Where conversational AI actually works
Voice is the interface most businesses still solve with people, scripts, and shift rotas. That is where a well designed voice AI agent creates immediate leverage. I design and ship voice systems that handle real conversations end to end, from the first ring to the structured record that lands in a database once the call is over.
The stack I default to is ElevenLabs for natural, low latency speech, Twilio for telephony, SMS fallback, and DTMF handling, and n8n as the orchestration layer that connects the agent to the rest of the business. For workloads where cost per minute matters more than voice quality, I move parts of the stack to Vonage. The choice is a design decision, not a preference.

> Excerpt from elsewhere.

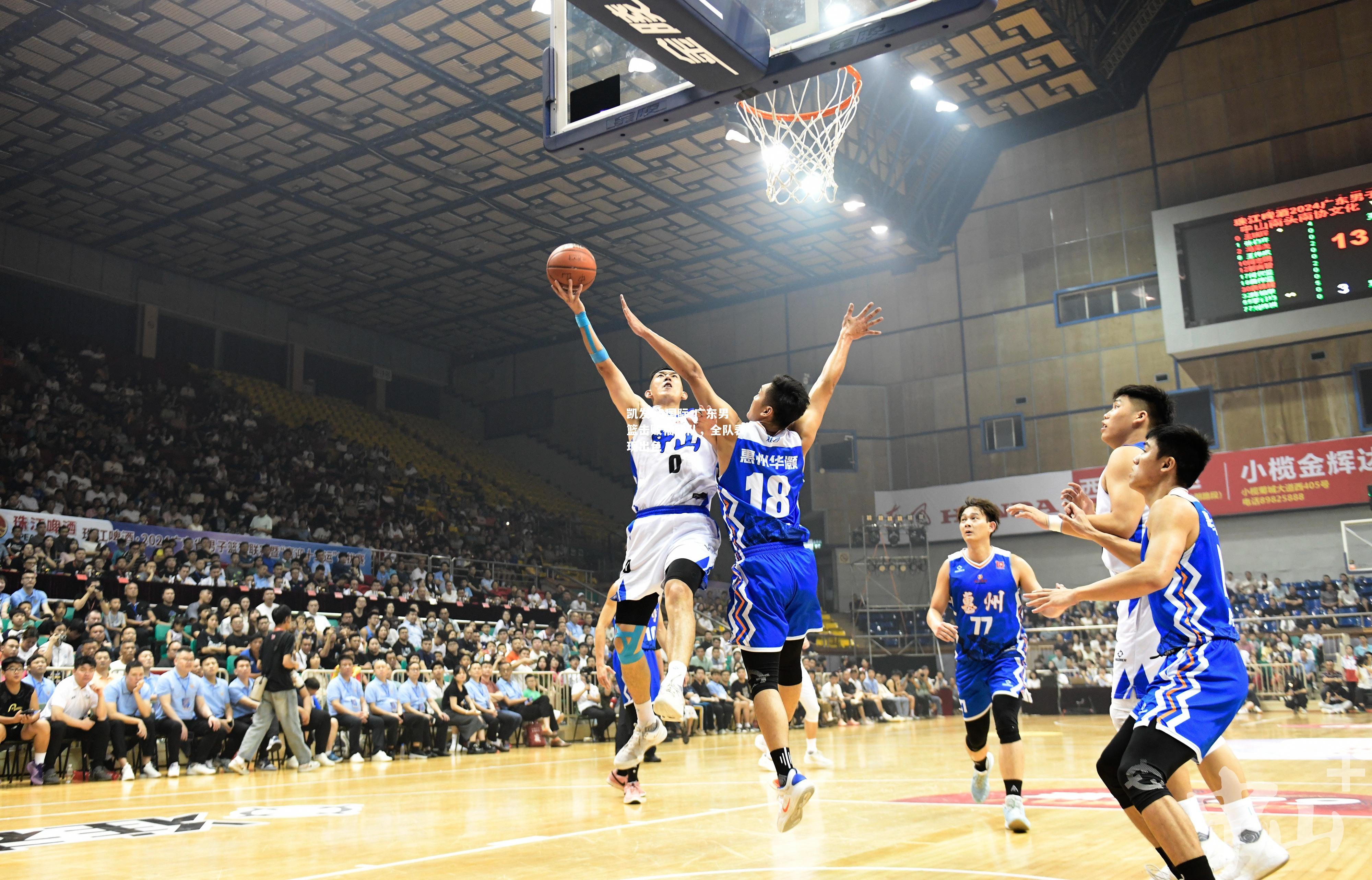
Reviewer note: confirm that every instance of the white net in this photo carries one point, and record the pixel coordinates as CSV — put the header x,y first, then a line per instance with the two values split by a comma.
x,y
799,129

Conversational design as engineering
A voice agent lives or dies on how it handles the boring middle of a call. Interruptions, silence, voicemail detection, transfer, escalation, dead air, callback logic. I treat each of these as a first class engineering concern with clear branching, retries, and logged outcomes, not as prompt tricks.
Every conversation ends with a structured record. Call duration, intent captured, action taken, payment collected, transfer target, and any human review flags all get written back to Supabase so the business can see the operation, not just the transcript.
What clients bring me in for
Most engagements start with a specific problem. Outbound collections that need to scale without a bigger call floor. Inbound routing across brands and departments. Voice ordering that has to talk to a live commerce backend. Multilingual qualification for a subsidy or benefit programme. I have shipped each of these into production.
If you are evaluating voice AI and want a candid view of what to build in house, what to buy, and where the real risk sits, that is the kind of consulting call I take.
What does a production voice AI agent actually cost to run?+
Cost is dominated by voice synthesis and telephony per minute, not by the LLM. ElevenLabs plus Twilio typically lands between $0.10 and $0.25 per minute at production quality. Cheaper Vonage based stacks come in lower when voice fidelity matters less than volume.
How long does it take to ship a voice agent to production?+
A focused single use case agent (inbound routing, outbound qualification, one payment flow) is usually 3 to 6 weeks from scope to live traffic. Multi brand or multi intent systems take longer, mostly on conversation design and edge cases.
Can a voice AI agent take phone payments securely?+
Yes. Using Twilio Pay with DTMF capture, card details are entered by the caller directly and never touch the LLM or your logs, which keeps the flow PCI friendly by design.
Do you build in house or use platforms like Vapi and Retell?+
Both. For fast validation or low risk workflows a platform like Vapi is fair. For production systems where you own the data model, cost structure, and telephony behaviour, an ElevenLabs plus Twilio plus n8n stack is more durable.